Whether or not they form ACOs, hospitals do not necessarily have to employ physicians to align with them. For example, some hospitals are subsidizing and/or hosting electronic health records for community physicians. Many hospitals have formed joint ventures with surgeons, medical specialists, or radiologists.

From the viewpoint of the new payment methods, the downside of physicians going to work for hospitals or joining ACOs led by institutions is that the healthcare systems will determine how large a piece of the pie the physicians get. On the other hand, if they don’t treat their doctors right, they won’t incentivize them to produce the savings required for everyone to prosper under gain-sharing or capitation.

Some physicians, of course, bridle at the notion of their incomes being limited and want to hold onto fee for service as long as possible. However, that way of life is coming to an end. What you must decide now is whether you want a hospital to determine how you’ll practice and how you’ll be reimbursed, or whether you’d rather join with your colleagues in a clinically integrated group, IPA or PHO.

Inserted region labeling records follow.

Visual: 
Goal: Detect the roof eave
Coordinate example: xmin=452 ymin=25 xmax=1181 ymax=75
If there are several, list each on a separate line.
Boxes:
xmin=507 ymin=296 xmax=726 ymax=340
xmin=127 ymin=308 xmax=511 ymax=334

While many physicians belong to IPAs or PHOs, few of these organizations are clinically integrated. So to have a fighting chance of surviving in private practice, doctors must join together to build an infrastructure that will enable them to coordinate care and manage population health. To start with, physician organizations should choose a common EHR so that it’s easy to exchange information; another important step would be to hire care coordinators.

If physicians integrate clinically and become leaders, rather than cogs in a healthcare system, they may be able to determine their own fate. But for reform to succeed, doctors, hospitals, and other providers will have to realize that the point of this exercise is not to develop more bargaining clout or fill more beds, but to improve quality and cut costs. If ACOs and payment bundling merely result in hospitals increasing their power in the marketplace, we will be back at square one.